Agradecimento: Holbeim Menezes 
Fidelidade à música ao vivo’ era o alvo e o desejo de todos os fabricantes. E, como a publicidade trabalha os desejos como se fossem realidades, os ‘reclames’ declaravam que esse alvo já fora alcançado. Num anuncio de 1908 a Victor Machine Talking Company (que havia encampado a Berliner Gramophone) pergunta: “Which is which?” Desafiando o ouvinte a distinguir entre o cantor da ópera e o sistema Victor de som (disco + gramophone). Considerado os sistemas atuas, ou era temeridade ingênua, ou propaganda enganosa.

Quando Edison entrou na briga perdia feio em quantidade, então jogou todas suas fichas na qualidade. Como os cientistas atestavam sua superioridade técnica, se apropriou da ideia de ‘fidelidade á música ao vivo’. Em suas campanhas de marketing enfatizava a excelência de suas gravações, declarando que somente elas asseguram a completa fidelidade sonora, que no sistema Edison era impossível distinguir a apresentação ao vivo do evento gravado.

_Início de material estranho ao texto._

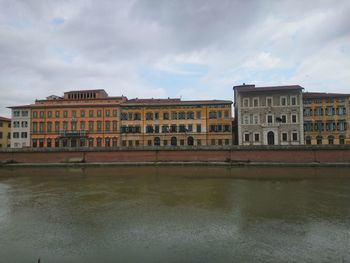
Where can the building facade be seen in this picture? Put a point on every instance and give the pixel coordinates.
(172, 122)
(5, 132)
(326, 118)
(268, 115)
(91, 118)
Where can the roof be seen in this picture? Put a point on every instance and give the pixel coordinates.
(172, 102)
(324, 95)
(252, 88)
(4, 119)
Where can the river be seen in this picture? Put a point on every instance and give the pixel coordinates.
(175, 214)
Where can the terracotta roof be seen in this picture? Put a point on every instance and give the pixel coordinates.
(324, 95)
(252, 88)
(4, 119)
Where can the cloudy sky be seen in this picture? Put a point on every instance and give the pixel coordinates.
(194, 49)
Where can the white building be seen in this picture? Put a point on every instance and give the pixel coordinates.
(268, 115)
(20, 127)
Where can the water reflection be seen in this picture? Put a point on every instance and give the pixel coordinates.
(191, 214)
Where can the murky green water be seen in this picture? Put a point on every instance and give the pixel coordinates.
(175, 214)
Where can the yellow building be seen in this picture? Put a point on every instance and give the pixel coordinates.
(326, 118)
(172, 122)
(5, 131)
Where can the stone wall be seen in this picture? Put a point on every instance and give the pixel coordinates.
(290, 154)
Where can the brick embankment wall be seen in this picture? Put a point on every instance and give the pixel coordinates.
(291, 154)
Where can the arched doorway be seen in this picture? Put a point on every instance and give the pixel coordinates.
(173, 141)
(270, 138)
(157, 141)
(190, 141)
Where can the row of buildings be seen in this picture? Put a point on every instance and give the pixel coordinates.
(278, 115)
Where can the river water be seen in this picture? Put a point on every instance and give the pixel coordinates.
(175, 214)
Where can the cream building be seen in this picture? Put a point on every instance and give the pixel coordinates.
(268, 115)
(20, 127)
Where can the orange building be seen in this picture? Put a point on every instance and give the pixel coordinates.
(90, 118)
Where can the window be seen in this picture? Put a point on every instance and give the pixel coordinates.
(308, 140)
(212, 115)
(74, 125)
(295, 136)
(283, 101)
(226, 114)
(57, 126)
(269, 118)
(49, 126)
(256, 102)
(82, 125)
(108, 126)
(190, 115)
(99, 126)
(165, 115)
(245, 102)
(256, 119)
(293, 101)
(284, 137)
(246, 119)
(330, 139)
(269, 101)
(149, 116)
(256, 137)
(91, 126)
(182, 115)
(174, 115)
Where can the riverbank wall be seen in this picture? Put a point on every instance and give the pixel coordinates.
(234, 154)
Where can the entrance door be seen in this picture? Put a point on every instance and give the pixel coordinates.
(270, 138)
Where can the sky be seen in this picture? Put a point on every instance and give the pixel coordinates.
(190, 49)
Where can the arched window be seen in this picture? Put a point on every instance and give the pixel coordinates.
(330, 139)
(190, 141)
(308, 140)
(270, 138)
(173, 141)
(157, 141)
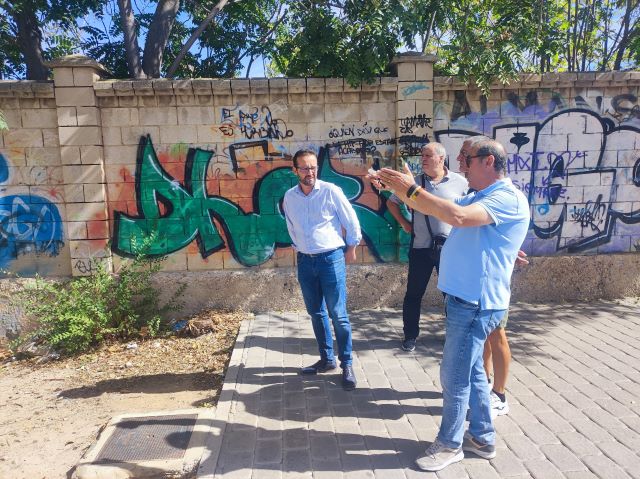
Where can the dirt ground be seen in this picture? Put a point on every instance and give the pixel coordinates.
(51, 413)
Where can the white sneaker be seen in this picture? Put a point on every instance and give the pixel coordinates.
(437, 457)
(498, 407)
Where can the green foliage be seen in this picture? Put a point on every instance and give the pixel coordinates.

Promovia recitais alternando apresentações de artistas e audições de suas próprias gravações para provar a perfeição de seus discos. A partir de 1915 instituiu, com amplo sucesso, os ‘Tone Tests’, espetáculos em que um cantor e um sistema Edison eram apresentados num palco escuro, desafiando a plateia a distinguir entre o artista e o equipamento. No auge da campanha produziu o filme The Voice of the Violin, um ‘Tone Test’ com a virtuose Anna Case que correu o mundo inteiro deslumbrando espectadores. Por algum tempo, acintosamente, usava nas etiquetas do seus discos 'Edison Re-Creation' para propagar, distinguir e valorizar seu produto.     

Edson não ganhou a guerra, mas até hoje os ‘tone tests’, os testes cegos, são excrecências que ainda incomodam e desafiam os audiófilos.